Only the public at large is filled with disgust. Have we also as responsible citizens turned a blind eye to such crimes? I cannot imagine parents and guardians who are in the know of such leakage but who would encourage their children/wards to get hold of the leaked question papers and write their examination. Are we not culprits too for keeping silent? It seems that our moral values have deteriorated beyond repair. We are happy so long as our children get through the exams even by unfair means. What value will they learn from us? Aren’t we giving them a future based on cheating and falsehoods? Or are we going the BIHAR way where parents etc climbed up ladders to help their children practice maximum cheating. My request to the authorities is to give exemplary punishment to whosoever is involved in this heinous crime.

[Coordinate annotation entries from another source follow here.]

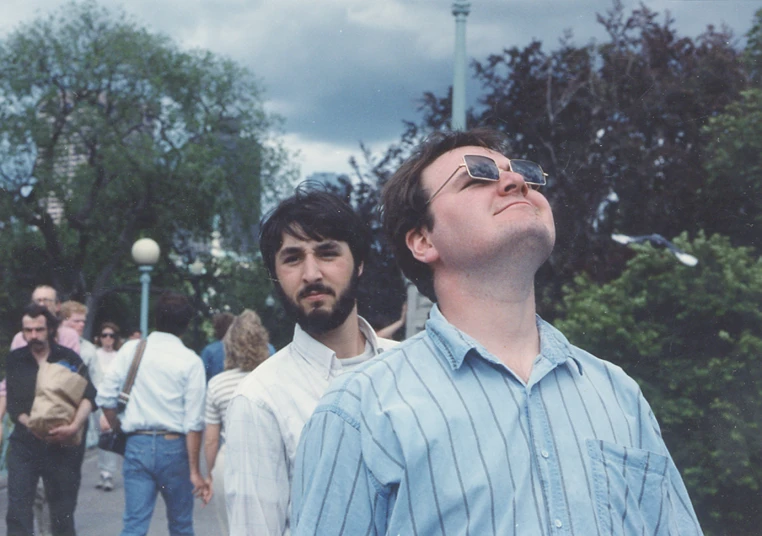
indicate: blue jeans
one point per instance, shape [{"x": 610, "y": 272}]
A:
[{"x": 153, "y": 464}]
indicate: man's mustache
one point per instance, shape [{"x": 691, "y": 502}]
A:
[{"x": 318, "y": 288}]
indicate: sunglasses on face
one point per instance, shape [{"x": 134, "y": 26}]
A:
[{"x": 485, "y": 168}]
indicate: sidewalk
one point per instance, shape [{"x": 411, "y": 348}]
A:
[{"x": 100, "y": 513}]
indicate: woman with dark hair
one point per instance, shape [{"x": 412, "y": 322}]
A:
[
  {"x": 108, "y": 342},
  {"x": 246, "y": 347}
]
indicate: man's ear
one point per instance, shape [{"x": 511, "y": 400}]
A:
[{"x": 420, "y": 246}]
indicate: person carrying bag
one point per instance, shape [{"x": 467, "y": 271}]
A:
[{"x": 116, "y": 440}]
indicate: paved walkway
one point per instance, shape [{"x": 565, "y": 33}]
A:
[{"x": 100, "y": 513}]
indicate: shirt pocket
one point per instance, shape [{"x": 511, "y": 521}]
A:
[{"x": 630, "y": 489}]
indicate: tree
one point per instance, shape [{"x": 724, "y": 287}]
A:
[
  {"x": 731, "y": 193},
  {"x": 128, "y": 136},
  {"x": 616, "y": 125},
  {"x": 692, "y": 338}
]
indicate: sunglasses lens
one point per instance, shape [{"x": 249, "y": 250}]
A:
[
  {"x": 482, "y": 167},
  {"x": 531, "y": 172}
]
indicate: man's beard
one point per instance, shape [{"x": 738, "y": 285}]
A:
[
  {"x": 36, "y": 344},
  {"x": 319, "y": 321}
]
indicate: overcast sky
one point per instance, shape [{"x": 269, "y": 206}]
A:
[{"x": 345, "y": 71}]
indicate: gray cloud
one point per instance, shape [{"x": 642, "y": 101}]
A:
[{"x": 340, "y": 71}]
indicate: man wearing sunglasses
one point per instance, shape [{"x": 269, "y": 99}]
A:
[{"x": 489, "y": 421}]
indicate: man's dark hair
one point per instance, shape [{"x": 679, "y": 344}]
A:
[
  {"x": 404, "y": 199},
  {"x": 313, "y": 214},
  {"x": 33, "y": 310},
  {"x": 221, "y": 323},
  {"x": 173, "y": 313}
]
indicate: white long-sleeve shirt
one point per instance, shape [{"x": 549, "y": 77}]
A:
[
  {"x": 264, "y": 421},
  {"x": 169, "y": 389}
]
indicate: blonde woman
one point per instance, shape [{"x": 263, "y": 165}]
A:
[{"x": 246, "y": 346}]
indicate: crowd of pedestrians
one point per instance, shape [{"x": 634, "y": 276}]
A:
[{"x": 487, "y": 422}]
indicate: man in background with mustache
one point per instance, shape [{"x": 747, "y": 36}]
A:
[
  {"x": 31, "y": 457},
  {"x": 314, "y": 246}
]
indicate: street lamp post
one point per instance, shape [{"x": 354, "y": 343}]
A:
[
  {"x": 145, "y": 253},
  {"x": 460, "y": 9}
]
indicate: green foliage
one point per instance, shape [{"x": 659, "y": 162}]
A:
[
  {"x": 133, "y": 137},
  {"x": 622, "y": 116},
  {"x": 732, "y": 190},
  {"x": 753, "y": 52},
  {"x": 692, "y": 338}
]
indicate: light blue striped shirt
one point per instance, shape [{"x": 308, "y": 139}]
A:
[{"x": 439, "y": 437}]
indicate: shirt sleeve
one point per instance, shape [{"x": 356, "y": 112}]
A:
[
  {"x": 257, "y": 485},
  {"x": 195, "y": 392},
  {"x": 212, "y": 414},
  {"x": 333, "y": 491},
  {"x": 679, "y": 505}
]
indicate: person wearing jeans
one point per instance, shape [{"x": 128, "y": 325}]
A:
[
  {"x": 154, "y": 463},
  {"x": 163, "y": 420}
]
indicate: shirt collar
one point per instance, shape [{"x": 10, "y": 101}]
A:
[
  {"x": 454, "y": 345},
  {"x": 319, "y": 355}
]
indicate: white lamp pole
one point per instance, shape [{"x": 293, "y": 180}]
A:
[
  {"x": 461, "y": 10},
  {"x": 145, "y": 253}
]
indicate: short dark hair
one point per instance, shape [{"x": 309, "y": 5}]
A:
[
  {"x": 405, "y": 200},
  {"x": 313, "y": 214},
  {"x": 33, "y": 310},
  {"x": 173, "y": 313},
  {"x": 221, "y": 322}
]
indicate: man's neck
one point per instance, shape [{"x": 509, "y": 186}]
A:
[
  {"x": 499, "y": 316},
  {"x": 41, "y": 355},
  {"x": 346, "y": 340}
]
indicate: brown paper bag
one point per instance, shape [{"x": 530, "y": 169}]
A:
[{"x": 56, "y": 399}]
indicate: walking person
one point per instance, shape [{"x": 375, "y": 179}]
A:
[
  {"x": 68, "y": 337},
  {"x": 314, "y": 247},
  {"x": 246, "y": 344},
  {"x": 55, "y": 458},
  {"x": 490, "y": 421},
  {"x": 107, "y": 343},
  {"x": 163, "y": 421}
]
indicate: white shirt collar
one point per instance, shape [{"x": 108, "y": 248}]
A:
[{"x": 320, "y": 356}]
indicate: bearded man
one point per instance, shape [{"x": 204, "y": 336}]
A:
[{"x": 314, "y": 246}]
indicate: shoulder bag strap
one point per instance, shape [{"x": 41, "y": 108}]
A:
[{"x": 124, "y": 396}]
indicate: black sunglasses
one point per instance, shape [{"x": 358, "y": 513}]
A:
[{"x": 485, "y": 168}]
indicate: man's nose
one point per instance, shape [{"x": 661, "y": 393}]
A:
[
  {"x": 311, "y": 269},
  {"x": 510, "y": 183}
]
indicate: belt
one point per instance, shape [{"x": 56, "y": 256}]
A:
[{"x": 166, "y": 434}]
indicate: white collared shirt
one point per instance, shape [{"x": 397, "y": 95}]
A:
[
  {"x": 168, "y": 393},
  {"x": 263, "y": 423}
]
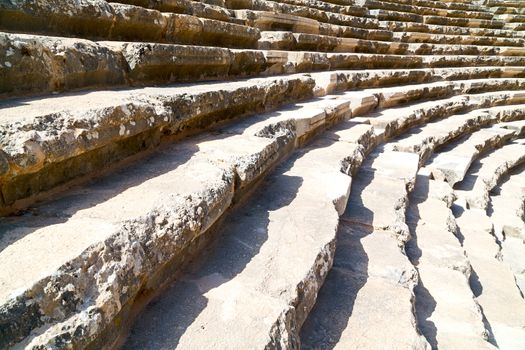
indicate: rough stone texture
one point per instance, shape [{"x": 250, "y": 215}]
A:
[
  {"x": 215, "y": 170},
  {"x": 496, "y": 280},
  {"x": 440, "y": 132},
  {"x": 261, "y": 281},
  {"x": 452, "y": 164},
  {"x": 447, "y": 313},
  {"x": 113, "y": 21},
  {"x": 36, "y": 137},
  {"x": 99, "y": 228},
  {"x": 486, "y": 172},
  {"x": 367, "y": 299}
]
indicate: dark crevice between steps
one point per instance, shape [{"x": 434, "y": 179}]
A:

This is not the first time that such an incident has happened. Even last year according to your paper the same thing had happened. Had the law taken its lawful steps such things would not have been repeated. To the parents, may I make this humble appeal; We should not encourage our young ones to use unfair means as we may be doing them more harm than good. And to the students: There is no short cut formula to success so don’t be deceived. Let us fight together to make our state free from the practice of unfair means during examinations, because in the end ONLY HARD WORK PAYS. Yours etc., M. Nongrum Shillong 2 Cycling is healthy! Editor Recent clamping of bicycles by Police in Shillong is really surprising and unfortunate. The clarification by the Superintendent of Police is nothing but damage control only. People all over the world respect cyclists on the road. Almost all the big cities like Tokyo, London, New York have separate lanes for cyclists. Bangalore has one of the worst traffic problems but still one sees a lot of people using bicycles and people respect them. One can understand the amount of pressure on traffic police. Besides controlling the traffic, they have to do additional duties like checking of the drivers to ensure they wear seat belts, helmets etc. But punishing a cyclist by clamping is demoralising and unacceptable. As our SP says that most of our cyclists are in the age group of 10 to 15 years; children of this age group cannot be arrested for many crimes. Shillong is a small place and most of the areas are accessible by cycle. We should rather encourage more and more people to use cycles. I also request the Traffic Police to keep areas for parking of cycles free.
Dr Ashim Kr Das.
Blue rivers a cause for alarm in Meghalaya
The national media reporting on acute acidity in riverine water turning them sky blue is a matter of great concern for Meghalaya and her fragile ecosystem and environment. The Lukha (East Jaintia Hills District) and the Myntdu rivers (West Jaintia Hills District) have been critically impacted over decades and the acidity level have risen to alarming proportions to turn the river water blue. Such deadly acidity levels in the water will decimate the rare aquatic flora and fauna inhabiting these rivers. Even global media has been reporting of this incident. Unfortunately neither any concern nor any efforts are visible on the part of the Meghalaya Pollution Control Board nor the State Administration or the state Environment Department. It is unfortunate that a state so abundant in natural resources, flora and fauna is not taking any action to mitigate the adverse effects of exploitation of natural resources. The public should vehemently protest against this procrastinating attitude of the State Government and for neglecting such a serious environmental crisis that will certainly have severe long term impacts on both the lives and livelihoods of the local people of the State in the long run.